Although the Bush administration has been trumpeting success in Iraq, the news that the United States will dispatch an additional 3,000 troops to Afghanistan highlights the difficulties it is encountering in the global war on terror. The Taliban, it is now evident, has not been defeated. It has regrouped and poses a growing threat to Afghanistan and Pakistan.
The administration had hoped to convince its NATO allies to provide the troops. After September 11, NATO invoked its famous Article 5, the pledge that an attack against one will be treated as an attack against all. Few thought to ask how a North Atlantic alliance conceived to contain Soviet expansionism could respond to a non-state threat in South Asia. Though the United States initially thanked its allies for their support, the invasion of Afghanistan was basically an American effort, assisted by local forces opposed to the Taliban.
But as the war in Iraq dragged on, Washington saw a role for NATO in Afghanistan. Initially, NATO members seemed eager to participate alongside the superpower in what they thought would be an effort at peacekeeping and reconstruction. “We would be perfectly happy to leave in three years and without firing one shot because our job is to protect the reconstruction,” British Defense Secretary John Reid said in April 2006.
To be sure, Mr. Reid also stressed that British troops would use force, if necessary, but it is doubtful he imagined the amount of force that would be required. Combat has become so intense that British troops have fired almost 4 million bullets in less than a year.
The British armed forces, like their American counterparts, are stretched. But appeals for help from NATO allies have been largely unavailing. Having sought to obtain an increase in troop commitments last fall, Secretary of Defense Robert Gates concluded that “political realities” in European members, where public opinion is souring on the conflict, meant he would have to look for other options. The result, press secretary Geoff Morrell acknowledged, is that “we will likely have to bear more of the combat shortfall” while the allies contribute in other ways.
That is a long way from the “one for all and all for one” spirit of Article 5, and it is beginning to have an impact among some members of Congress. “It is unacceptable that the United States must continue to dig deeper into its military force when some of our NATO allies are unwilling to fulfill or make robust commitments to the international effort in Afghanistan,” Rep. Duncan Hunter, the ranking Republican on the House Armed Services Committee, wrote to NATO defense ministers on Jan. 11. Mr. Hunter threatened to use the “legislative tools at my disposal” to obstruct U.S. defense contracts with countries that “have not held up their end of the bargain.”
But as the allies dither, the threat grows. The main danger now lies in our enemy’s sanctuary in Pakistan. The existence of an enemy sanctuary was decisive in the Vietnam War. After the Tet Offensive failed, North Vietnam launched its 1972 offensive.
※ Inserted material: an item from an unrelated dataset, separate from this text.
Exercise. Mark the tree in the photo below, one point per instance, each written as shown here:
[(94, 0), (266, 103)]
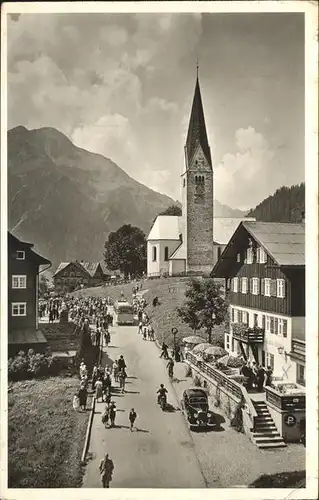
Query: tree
[(205, 305), (125, 249)]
After that failed, it tried again in 1975, and this time it succeeded. We could bomb and we could interdict, but we could not deprive our enemy of its sanctuary, and we lost.
Few thought to ask how a North Atlantic alliance conceived to contain Soviet expansionism could respond to a non-state threat in South Asia.
The Taliban’s sanctuary in Pakistan is an even more daunting problem, since we are hampered in using military force. We had hoped that Pakistan’s government would be able to deal with this threat, but it now appears itself to be increasingly under siege. According to the London Times, the morale of the Pakistani Army is the lowest since its defeat in the 1971 war with India. “We’re being asked to bomb our own people and shrug it off as collateral damage,” a pilot laments. “I call it killing women and children.” If Pakistan is unable to eliminate the sanctuary, it is difficult to see how NATO can succeed in Afghanistan, especially at current force levels.
As in Vietnam, our enemies will use their sanctuary as a base from which to conduct new operations. Indeed, that is how we used Pakistan after the Soviet Union invaded Afghanistan. The Soviets ultimately accepted defeat rather than take the risk of widening the war.
That future is now staring NATO in the face. If NATO fails in Afghanistan, it is questionable whether the alliance will survive. When the Cold War ended, the mantra was: “out of area or out of business.” As a result, NATO’s ambition may have exceeded its grasp, and it should focus on resolving existing problems before it assumes any additional responsibilities.